In My Life
The Parker Pipeline
Coming back to school in person after starting high school remotely, I immediately noticed the high levels of stress that I was feeling on a day-to-day basis, with tons of increased stress during testing days. As a person who struggles with anxiety, specifically and ESPECIALLY with tests, I was super-nervous to come back in person and start taking tests again. Taking tests from the comfort of my room had been a luxury for me and had also been beneficial to my grades, but I obviously can’t do that in an in-person setting. I was able to get an accommodation to take my tests in a separate space, without the stress of page flipping, nail tapping, and heavy breathing. Yet, I still struggle with test-taking stress – not because of my physical environment but because of overly high, stress-inducing expectations – Parker’s, society’s, and maybe even my own. Which brings me to my question, how, in coming off of almost two crazy years of online school, do you return to normalcy? What needs to be changed, and what could have or rather should have been changed in a post-remote-learning, in-person environment? The way that I see it, the pandemic could have been an opportunity for our school to improve and to be more accommodating for more students, but it seems like that hasn’t yet been the case.

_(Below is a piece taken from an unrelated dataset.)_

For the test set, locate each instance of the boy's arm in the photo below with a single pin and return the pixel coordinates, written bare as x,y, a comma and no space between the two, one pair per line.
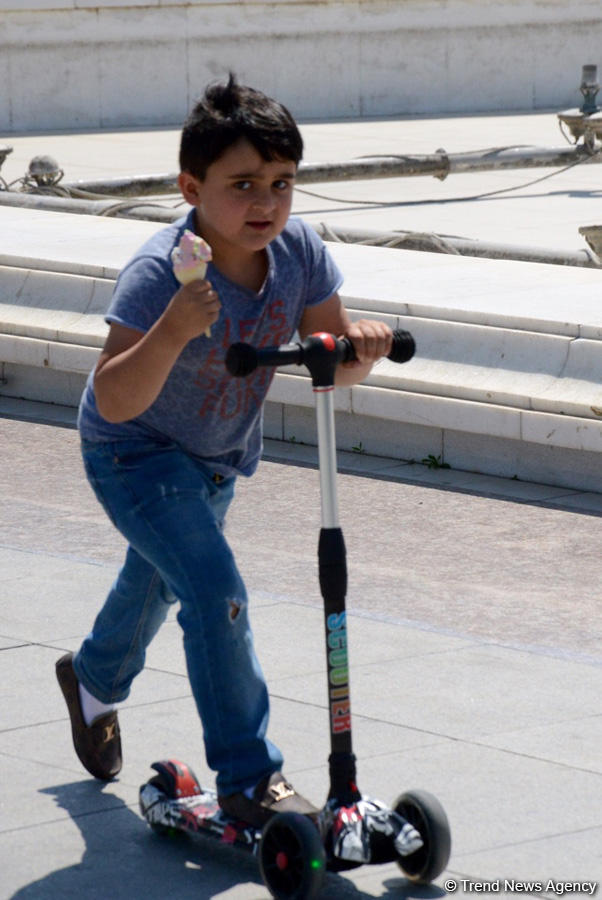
134,365
371,339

Parker has shaped me to be a creative thinker who is open-minded, yet, has simultaneously shaped me to be an incredibly competitive, high-achieving student, and I don’t think it’s just me. I’ve had conversations with so many of my friends and classmates who’ve constantly stressed about doing a perfect assignment to get an A because anything below an A- is just simply unacceptable. I know that not everyone feels this way, but I think a lot of people can empathize with the idea that Parker has trained us to be perfectionists and our “embryonic democracy progressive education you can be anything” has somehow shaped many of us to be carbon copies of each other who care less about being passionate and more about being competitive. We are Model UN, Student Government, “Weekly” robots (which I consider myself to be) who are horrified by Bs and not getting a perfect ACT/SAT score to get into their dream, 10%-acceptance-rate, East Coast liberal arts college. That’s not to say however that having high expectations, stress, and similar goals are bad at all. I think stress can be a good thing when it doesn’t consume you. I personally love the extracurriculars that I do, and I see myself loving a small liberal arts college. The issue is thinking that this or one path is the only option.

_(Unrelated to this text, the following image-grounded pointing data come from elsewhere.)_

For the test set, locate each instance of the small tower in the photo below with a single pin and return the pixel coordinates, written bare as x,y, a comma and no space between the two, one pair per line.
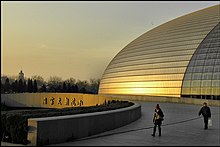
21,76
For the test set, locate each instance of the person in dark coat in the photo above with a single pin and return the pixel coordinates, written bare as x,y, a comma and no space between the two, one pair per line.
206,113
157,119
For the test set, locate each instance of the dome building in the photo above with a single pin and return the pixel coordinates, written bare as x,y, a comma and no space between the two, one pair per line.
180,58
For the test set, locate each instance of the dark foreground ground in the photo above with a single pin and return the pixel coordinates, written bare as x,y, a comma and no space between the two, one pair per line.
182,127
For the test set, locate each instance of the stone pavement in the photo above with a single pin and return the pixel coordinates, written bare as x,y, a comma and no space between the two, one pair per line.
182,127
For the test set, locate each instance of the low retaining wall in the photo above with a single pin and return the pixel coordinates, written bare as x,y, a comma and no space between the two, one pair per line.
52,100
51,130
181,100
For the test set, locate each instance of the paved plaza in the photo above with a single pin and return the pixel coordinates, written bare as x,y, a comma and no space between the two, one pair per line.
182,126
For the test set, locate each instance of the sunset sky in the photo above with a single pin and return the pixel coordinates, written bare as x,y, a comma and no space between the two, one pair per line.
77,39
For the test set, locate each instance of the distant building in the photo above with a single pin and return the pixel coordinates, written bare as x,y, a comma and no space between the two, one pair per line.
21,76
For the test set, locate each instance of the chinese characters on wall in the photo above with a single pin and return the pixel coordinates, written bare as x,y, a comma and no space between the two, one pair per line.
62,102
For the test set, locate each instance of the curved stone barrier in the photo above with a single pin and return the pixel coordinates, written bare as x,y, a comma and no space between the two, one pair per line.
51,130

Even as Parker has attempted to stress that “grades aren’t everything” and “one grade does not define you as a person,” students are still somehow pitted against one another. Perhaps this is a result of the small class sizes and the perception that any college with a “high” acceptance rate is therefore bad and won’t allow you to be successful in life. Perhaps it’s also increasingly high societal standards and self-expectations, but regardless, I still feel like my time at Parker has had a role in the way that I see these things. Maybe, if Parker was promoting other paths other than just small school to small college or low-acceptance-rate university as being successful and acceptable, then we as a less-than-100 person class wouldn’t feel so stressed about getting what so many schools consider to be good grades.
This might be confusing, but I think one of the major roots of high school stress, which could have been solved in a post-COVID, crazy college year is the idea that there is only one correct type of path after Parker. Maybe if we broadened our horizons, then students wouldn’t feel so competitive against their 100 carbon copies, all vying to go to the same place because they just wouldn’t be competing. Of course, test-taking would still be stressful, and I would probably continue to use my test accommodations, but maybe I would be less worried that my one bad test or one below A grade will ruin my future. Maybe many of us would do extracurriculars that interest us more than the ones we do now because the ones we do now look good on a liberal arts college application, or maybe many of us would continue to do the same extracurriculars because we genuinely enjoy them. But maybe, either way, we wouldn’t feel so confined in our present lives if we didn’t feel like our future was so narrow.